I like this picture with the sun mirrored in the sea, the city houses almost reduced to a contour line, the horizontal and the vertical lines, and the boats that sort of point to the mirror sun. I learned that when painting an object or a scenery, one can do so by looking at patterns. Actually, one should do so. Searching for parallel lines, for patterns, for contrasts and shifts in light, for shapes. But when you try to paint something that you see, for instance a dog, you should not try to paint the dog, but you should try to paint the shapes, the contrasting light patterns, the lines. The result will be the dog, painted. If you try to paint the dog, you might end up with a wrong picture that your brain tells you: A short cut, a code for a dog. Or a flower or anything else. Our brain thinks and sees in code. And the best way to start painting , I think, is to get around the code and just focus on lines and shapes, light and later colors.
But the first thing, I think, you have to do, is see and try to find out what you actually see.
Anyhow (oups!), I am drifting a bit here. Actually, I wanted to use the picture of today, as an illustration and starting point for aldehydes. I love aldehydes. For me they are one the reasons why I love to use synthetics beyond naturals, or together with naturals. I once said, repetitively: Using synthetics (or rather: Molecules) in a mixture is like turning on the light.
Aldehydes are bright lights. My favorite aldehydes are C12 MNA (think woody, amber, waxy, metallic, bright and intense), and C10, decenal 4 trans that is very citrus, sharp, and super flashy bright. These are very “standard” aldehydes that I use quite often in low quantities usually. There are others, like C14 (super peach) or phenylpropanal that is a green aldehyde, reminiscent of hyacinth, very sharp, silvery floral.

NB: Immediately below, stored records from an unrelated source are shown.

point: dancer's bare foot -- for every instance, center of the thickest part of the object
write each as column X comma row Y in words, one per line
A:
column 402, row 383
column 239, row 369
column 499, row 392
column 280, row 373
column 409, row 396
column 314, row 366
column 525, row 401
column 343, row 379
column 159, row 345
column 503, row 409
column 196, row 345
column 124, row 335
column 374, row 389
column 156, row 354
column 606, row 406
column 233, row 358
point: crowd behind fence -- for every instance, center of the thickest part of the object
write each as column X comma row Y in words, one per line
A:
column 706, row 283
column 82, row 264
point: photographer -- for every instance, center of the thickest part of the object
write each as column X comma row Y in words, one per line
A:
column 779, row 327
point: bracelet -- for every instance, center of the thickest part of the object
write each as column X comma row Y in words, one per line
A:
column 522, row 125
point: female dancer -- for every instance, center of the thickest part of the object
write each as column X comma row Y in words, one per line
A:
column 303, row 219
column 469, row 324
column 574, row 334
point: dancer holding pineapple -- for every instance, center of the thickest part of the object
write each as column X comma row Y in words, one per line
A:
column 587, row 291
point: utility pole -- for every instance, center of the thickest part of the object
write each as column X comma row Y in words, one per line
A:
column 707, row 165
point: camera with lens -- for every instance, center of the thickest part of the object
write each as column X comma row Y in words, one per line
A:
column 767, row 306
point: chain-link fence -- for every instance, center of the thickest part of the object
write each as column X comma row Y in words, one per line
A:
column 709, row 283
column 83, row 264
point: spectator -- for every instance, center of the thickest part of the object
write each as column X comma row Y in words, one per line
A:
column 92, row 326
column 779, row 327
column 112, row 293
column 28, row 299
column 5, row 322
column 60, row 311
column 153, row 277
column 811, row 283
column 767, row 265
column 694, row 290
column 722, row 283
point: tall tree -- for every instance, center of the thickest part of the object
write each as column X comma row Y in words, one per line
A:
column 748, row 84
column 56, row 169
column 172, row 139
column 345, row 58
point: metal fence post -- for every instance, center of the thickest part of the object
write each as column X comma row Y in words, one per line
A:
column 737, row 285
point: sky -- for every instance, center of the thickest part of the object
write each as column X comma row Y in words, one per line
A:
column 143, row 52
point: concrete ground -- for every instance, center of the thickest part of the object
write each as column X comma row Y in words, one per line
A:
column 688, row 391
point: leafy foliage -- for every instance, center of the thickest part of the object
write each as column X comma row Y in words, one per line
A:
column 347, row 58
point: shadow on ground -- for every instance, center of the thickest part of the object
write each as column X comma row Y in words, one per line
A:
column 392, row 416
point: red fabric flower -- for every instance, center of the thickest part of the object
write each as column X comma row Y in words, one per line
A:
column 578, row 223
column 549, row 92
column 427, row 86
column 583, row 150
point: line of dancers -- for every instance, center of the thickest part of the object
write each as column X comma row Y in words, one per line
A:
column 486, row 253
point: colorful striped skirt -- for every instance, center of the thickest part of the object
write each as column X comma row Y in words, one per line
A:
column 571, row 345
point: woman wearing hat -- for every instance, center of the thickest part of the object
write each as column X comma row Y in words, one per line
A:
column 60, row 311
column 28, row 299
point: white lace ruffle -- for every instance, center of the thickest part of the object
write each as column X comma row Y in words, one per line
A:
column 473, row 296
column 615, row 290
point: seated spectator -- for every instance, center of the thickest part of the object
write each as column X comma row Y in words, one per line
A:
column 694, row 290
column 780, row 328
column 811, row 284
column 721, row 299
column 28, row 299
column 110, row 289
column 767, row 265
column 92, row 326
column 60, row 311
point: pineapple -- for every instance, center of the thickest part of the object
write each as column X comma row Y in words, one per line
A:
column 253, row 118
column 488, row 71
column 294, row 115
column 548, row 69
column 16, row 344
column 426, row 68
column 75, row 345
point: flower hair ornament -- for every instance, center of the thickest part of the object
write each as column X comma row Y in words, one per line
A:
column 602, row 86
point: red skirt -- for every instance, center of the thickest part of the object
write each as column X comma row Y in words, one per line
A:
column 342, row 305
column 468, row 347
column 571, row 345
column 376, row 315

I use this aldehyde in Loretta, the upcoming second fragrance from the Tableau de Parfums series. I use it, not because I want a hyacinth note, but I use it to provide lift to a floral heart, to turn on the light in a fragrance heart that would be too dark and damp with the tuberose absolute, the rose absolute, and the orange blossom absolute and some woods that might render the scent a bit too dense and dark. Adding a bit of phenylpropanol lifts, brings out the flowers and adds a twist. It is like drawing a bright spot with halos.
Now, do not get me wrong: Loretta is no aldehydic fragrance, like Miriam is. There, in Miriam, aldehydes play a central part. In Loretta, they are just sparkles, in a larger picture that is a rich oriental floral.